UNkulunkulu wasesithi, “Asenze umuntu ngesimo sethu langomfanekiso wethu ukuze abuse phezu kwenhlanzi zolwandle lezinyoni zemkhathini, phezu kwezifuyo, phezu kwawo wonke umhlaba laphezu kwazo zonke izinanakazana ezihuquzela emhlabathini.”
27 En God schiep den mens naar Zijn beeld; naar het beeld van God schiep Hij hem; man en vrouw schiep Hij ze.
Ngakho uNkulunkulu wadala umuntu ngomfanekiso wakhe, ngomfanekiso kaNkulunkulu wabadala, owesilisa lowesifazane.
28 En God zegende hen, en God zeide tot hen: Weest vruchtbaar, en vermenigvuldigt, en vervult de aarde, en onderwerpt haar, en hebt heerschappij over de vissen der zee, en over het gevogelte des hemels, en over al het gedierte, dat op de aarde kruipt!
UNkulunkulu wababusisa wathi kubo, “Zalanani lande ngobunengi; liwugcwalise umhlaba, liwubuse.
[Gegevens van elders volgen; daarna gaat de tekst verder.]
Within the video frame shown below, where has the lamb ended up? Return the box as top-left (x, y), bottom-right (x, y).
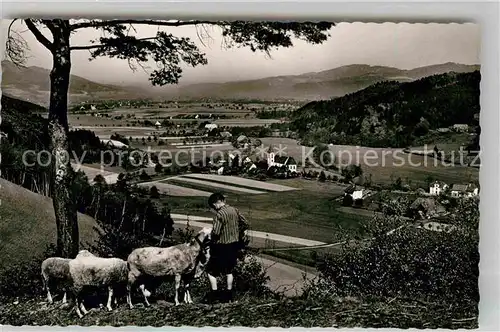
top-left (127, 227), bottom-right (212, 309)
top-left (41, 257), bottom-right (71, 304)
top-left (69, 250), bottom-right (128, 318)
Busani phezu kwenhlanzi zolwandle lezinyoni zemkhathini laphezu kwezidalwa zonke ezihambayo emhlabathini.”
29 En God zeide: Ziet, Ik heb ulieden al het zaadzaaiende kruid gegeven, dat op de ganse aarde is, en alle geboomte, in hetwelk zaadzaaiende boomvrucht is; het zij u tot spijze!
UNkulunkulu wasesithi, “Ngilinika zonke izihlahla ezithela intanga ezisemhlabeni wonke lazozonke izihlahla ezilezithelo ezilentanga phakathi. Zingezenu ukuba lizidle.
30 Maar aan al het gedierte der aarde, en aan al het gevogelte des hemels, en aan al het kruipende gedierte op de aarde, waarin een levende ziel is, heb Ik al het groene kruid tot spijze gegeven. En het was alzo.
Njalo nginika zonke izihlahla eziluhlaza kuzozonke izinyamazana zomhlaba lakuzo zonke izinyoni zemkhathini lakuzo zonke izidalwa ezihambayo emhlabathini, yonke into ephefumula impilo phakathi kwayo ukuba zibe yikudla kwazo.” Kwabanjalo.
31 En God zag al wat Hij gemaakt had, en ziet, het was zeer goed. Toen was het avond geweest, en het was morgen geweest, de zesde dag.
UNkulunkulu wakubona konke lokho ayesekwenzile, njalo kwakukuhle kakhulu. Kwabakhona ukuhlwa lokusa, usuku lwesithupha.